Here is, perhaps, a better analogy? "I live in a country where most people marry people of their own race, so the government gives special privileges to people who marry other people of their own race. People who prefer to marry people of another race can still marry people of the same race. Sucks if you are in love with someone who happens to be of another race, but there's no discrimination or rights being taken away, since you are still free to marry someone of the same race."

Except that we stopped doing that decades ago, because we recognized it was morally wrong.

Anonymous said...

your analogy also works. but the issue of race was decided with the 14th amendment. laws could not read:

a black person can do this...
a white person can do this...

the equal protection clause would likewise prevent laws like:

a man can do this...
a woman can do this..
a homosexual person can do this...
a heterosexual person can do this...

but as written, i don't think the constitution prevents laws about "groupings" of individuals as long as the grouping doesn't violate any other equality protection. that's why it's OK to define marriage as only for 2, and not 3 or 4 or 10.

but hey, what do i know, i'm not a constitutional attorney. just playing devil's advocate. i do think that the "better" approach would be to make these rights more explicit. just as the 14th amendment made racial discrimination patently illegal, we need things to be more explicit here to avoid this back and forth. of course, the best solution is for the government to stay out of this altogether.

Jeremy Manson said...

There is very little in Loving v. Virginia (the anti-anti-miscegenation decision) that cannot be directly applied to same-sex marriage, with the word "race" dropped out, and the words "sexual orientation" dropped in.
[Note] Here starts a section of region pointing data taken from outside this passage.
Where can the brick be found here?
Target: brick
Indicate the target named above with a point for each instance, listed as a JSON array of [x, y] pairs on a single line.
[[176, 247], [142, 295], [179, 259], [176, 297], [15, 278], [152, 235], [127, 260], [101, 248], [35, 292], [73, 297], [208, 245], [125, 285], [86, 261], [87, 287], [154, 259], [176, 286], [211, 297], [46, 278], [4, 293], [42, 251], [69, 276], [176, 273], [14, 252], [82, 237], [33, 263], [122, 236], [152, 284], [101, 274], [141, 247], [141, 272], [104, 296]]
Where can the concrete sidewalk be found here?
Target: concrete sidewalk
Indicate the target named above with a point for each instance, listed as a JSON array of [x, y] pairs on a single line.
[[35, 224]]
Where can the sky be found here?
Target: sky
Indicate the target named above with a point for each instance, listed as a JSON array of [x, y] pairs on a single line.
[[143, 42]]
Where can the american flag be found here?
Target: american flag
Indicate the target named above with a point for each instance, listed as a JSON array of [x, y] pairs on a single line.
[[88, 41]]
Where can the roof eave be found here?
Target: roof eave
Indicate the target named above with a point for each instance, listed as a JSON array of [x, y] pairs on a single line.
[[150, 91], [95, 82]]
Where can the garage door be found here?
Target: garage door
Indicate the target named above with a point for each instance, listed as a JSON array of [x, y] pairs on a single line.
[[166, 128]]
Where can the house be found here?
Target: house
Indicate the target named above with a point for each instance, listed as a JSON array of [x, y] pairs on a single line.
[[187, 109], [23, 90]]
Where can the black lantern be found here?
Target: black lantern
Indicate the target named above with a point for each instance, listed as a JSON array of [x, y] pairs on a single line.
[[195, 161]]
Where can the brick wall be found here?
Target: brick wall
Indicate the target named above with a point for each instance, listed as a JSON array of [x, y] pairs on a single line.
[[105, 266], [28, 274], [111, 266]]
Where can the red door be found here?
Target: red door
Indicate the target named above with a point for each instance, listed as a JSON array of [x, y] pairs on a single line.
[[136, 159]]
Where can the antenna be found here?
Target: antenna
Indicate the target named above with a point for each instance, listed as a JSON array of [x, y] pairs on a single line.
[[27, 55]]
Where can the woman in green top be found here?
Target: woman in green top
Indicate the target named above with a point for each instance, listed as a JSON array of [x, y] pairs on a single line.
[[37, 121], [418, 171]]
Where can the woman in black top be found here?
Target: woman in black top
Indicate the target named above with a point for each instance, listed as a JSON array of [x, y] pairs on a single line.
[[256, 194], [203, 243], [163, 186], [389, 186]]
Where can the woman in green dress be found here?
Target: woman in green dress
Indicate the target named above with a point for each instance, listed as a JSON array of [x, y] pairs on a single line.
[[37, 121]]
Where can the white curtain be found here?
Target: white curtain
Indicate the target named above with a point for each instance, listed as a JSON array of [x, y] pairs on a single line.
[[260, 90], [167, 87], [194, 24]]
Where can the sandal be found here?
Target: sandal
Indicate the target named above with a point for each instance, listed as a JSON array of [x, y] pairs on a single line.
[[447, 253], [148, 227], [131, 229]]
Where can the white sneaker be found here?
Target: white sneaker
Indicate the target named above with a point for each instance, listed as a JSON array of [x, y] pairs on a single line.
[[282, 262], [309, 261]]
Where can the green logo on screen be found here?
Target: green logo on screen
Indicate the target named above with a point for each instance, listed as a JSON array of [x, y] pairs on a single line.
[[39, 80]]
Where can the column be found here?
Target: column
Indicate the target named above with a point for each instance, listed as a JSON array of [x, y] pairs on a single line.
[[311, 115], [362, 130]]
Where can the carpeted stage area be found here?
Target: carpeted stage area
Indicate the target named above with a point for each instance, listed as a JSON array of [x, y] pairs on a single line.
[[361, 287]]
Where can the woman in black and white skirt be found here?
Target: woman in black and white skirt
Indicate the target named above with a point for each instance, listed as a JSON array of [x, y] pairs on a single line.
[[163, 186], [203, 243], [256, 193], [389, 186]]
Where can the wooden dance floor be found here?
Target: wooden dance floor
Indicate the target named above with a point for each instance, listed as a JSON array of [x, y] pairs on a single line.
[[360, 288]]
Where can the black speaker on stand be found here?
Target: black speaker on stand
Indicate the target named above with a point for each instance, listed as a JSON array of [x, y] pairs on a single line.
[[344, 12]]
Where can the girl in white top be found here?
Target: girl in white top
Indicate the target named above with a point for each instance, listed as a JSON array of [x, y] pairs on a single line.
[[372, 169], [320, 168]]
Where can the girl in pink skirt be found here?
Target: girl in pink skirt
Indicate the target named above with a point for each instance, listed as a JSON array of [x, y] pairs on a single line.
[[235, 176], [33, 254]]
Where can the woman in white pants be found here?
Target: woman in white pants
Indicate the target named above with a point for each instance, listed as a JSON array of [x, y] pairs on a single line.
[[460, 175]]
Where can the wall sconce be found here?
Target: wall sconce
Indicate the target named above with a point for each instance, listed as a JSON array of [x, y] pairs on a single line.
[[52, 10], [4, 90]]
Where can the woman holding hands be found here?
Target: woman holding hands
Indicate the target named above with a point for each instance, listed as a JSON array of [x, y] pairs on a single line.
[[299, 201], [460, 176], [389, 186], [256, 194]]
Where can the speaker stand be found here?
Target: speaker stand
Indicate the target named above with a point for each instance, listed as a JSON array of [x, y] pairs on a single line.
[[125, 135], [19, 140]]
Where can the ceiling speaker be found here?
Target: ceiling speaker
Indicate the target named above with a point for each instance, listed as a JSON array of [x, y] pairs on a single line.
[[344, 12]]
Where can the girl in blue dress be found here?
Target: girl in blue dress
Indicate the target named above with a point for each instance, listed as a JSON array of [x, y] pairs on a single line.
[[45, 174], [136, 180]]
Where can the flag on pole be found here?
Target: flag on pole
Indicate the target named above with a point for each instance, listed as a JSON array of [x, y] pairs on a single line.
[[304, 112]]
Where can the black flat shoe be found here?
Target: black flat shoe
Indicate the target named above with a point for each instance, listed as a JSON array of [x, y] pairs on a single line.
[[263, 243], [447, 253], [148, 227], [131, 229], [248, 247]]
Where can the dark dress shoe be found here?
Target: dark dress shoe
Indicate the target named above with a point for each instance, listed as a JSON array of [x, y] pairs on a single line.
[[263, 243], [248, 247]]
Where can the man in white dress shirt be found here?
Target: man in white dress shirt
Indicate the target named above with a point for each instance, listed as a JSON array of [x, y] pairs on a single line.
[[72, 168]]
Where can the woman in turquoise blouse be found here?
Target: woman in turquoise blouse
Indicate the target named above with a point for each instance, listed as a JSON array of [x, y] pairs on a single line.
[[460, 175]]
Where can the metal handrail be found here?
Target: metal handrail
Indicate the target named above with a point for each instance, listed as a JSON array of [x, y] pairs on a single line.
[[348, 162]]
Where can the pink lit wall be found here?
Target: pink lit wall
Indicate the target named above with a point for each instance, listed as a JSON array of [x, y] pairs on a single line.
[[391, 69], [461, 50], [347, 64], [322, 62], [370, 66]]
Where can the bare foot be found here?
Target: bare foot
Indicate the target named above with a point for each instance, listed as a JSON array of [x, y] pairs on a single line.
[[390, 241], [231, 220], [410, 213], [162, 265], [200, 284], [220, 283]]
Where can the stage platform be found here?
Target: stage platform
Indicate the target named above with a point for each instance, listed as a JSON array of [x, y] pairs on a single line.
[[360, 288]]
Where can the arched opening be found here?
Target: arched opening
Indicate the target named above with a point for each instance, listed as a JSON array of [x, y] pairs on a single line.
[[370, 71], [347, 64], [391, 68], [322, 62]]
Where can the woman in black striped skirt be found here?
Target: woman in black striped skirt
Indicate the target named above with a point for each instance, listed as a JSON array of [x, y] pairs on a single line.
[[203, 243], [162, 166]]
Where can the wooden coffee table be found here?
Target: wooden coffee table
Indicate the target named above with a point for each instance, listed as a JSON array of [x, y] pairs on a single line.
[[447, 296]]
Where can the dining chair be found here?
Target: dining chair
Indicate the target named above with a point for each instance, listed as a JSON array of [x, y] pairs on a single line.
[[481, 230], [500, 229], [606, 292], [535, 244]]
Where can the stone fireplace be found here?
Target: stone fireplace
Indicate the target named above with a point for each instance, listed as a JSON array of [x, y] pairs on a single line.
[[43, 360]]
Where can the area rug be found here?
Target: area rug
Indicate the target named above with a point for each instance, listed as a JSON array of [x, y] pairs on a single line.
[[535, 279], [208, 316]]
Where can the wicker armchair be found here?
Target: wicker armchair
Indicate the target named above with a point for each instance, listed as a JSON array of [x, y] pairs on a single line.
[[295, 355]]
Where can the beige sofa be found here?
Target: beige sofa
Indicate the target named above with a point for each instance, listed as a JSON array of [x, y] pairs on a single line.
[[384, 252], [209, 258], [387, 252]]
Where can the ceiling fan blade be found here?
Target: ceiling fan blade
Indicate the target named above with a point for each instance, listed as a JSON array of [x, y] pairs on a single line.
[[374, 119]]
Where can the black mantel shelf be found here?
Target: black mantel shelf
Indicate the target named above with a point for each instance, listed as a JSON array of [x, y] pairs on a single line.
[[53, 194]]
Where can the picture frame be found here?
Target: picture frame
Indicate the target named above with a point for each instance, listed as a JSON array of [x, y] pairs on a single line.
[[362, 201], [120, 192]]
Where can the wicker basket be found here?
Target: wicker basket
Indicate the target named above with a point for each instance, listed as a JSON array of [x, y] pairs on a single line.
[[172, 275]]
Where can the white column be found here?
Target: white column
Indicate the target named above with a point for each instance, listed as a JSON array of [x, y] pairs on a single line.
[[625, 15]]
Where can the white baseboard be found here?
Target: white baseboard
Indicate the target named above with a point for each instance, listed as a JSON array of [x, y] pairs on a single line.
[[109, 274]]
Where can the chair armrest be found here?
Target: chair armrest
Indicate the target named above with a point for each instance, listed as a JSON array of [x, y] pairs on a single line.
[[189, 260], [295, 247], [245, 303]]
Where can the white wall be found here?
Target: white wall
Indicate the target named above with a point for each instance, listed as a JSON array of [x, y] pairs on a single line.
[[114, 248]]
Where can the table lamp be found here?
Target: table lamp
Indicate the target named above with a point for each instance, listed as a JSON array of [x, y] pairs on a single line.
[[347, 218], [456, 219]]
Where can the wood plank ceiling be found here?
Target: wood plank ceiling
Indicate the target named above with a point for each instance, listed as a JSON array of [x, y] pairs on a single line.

From a constitutional perspective, there is such a thing as a "protected class" of person, against whom discrimination is considered more suspect. In CA, homosexuals are in this class. The polygamous / polyandrous / polyamorous are not. This might be considered a factor. Or, it might not.

Having said that, I'm making a moral argument about discrimination, not a Constitutional argument. What applies under the equal protection clause of the 14th amendment is not particularly relevant (until this issue comes up before SCOTUS, which is not going to happen next week). Under current law, if they pass Prop 8, gay marriages will be invalid in the state of California.

Kevin Bourrillion said...

"I know lesbians and gays who have been together for decades: through pain, and joy, and hardship, and victory. I've seen the love in their eyes when they were finally able to say those vows to each other and have it mean something in the eyes of society."

And that is exactly what has the religious right so terrified. If society really sees that same-sex couples are regular people like the rest of us, not crazed perverts living on the margins of decency, it reveals to everyone how foolish all their railings against the sins of homosexuality have been.

Proposition 8 is an atrocity.

Unknown said...

California, a land of state-sanctioned sex. I am so sorry for you guys.

Jeremy Manson said...

It's pathetic.

At this point, arguably, we should just ban all marriages, and find a way for our domestic partnerships to be recognized as marriages federally and in other jurisdictions.

burtonator said...

I voted no..... very sad that this wasn't soundly defeated.

Anonymous said...

I am a libertarian as well, and I do believe that it's not government's job to direct a person's business. That includes, also, government not making its business to tell me whether I marry a man or a woman. Government's job is not to "define" marriage. It is to "execute" nad "recognize" marriage between two individuals regardless of their XOR gender or not.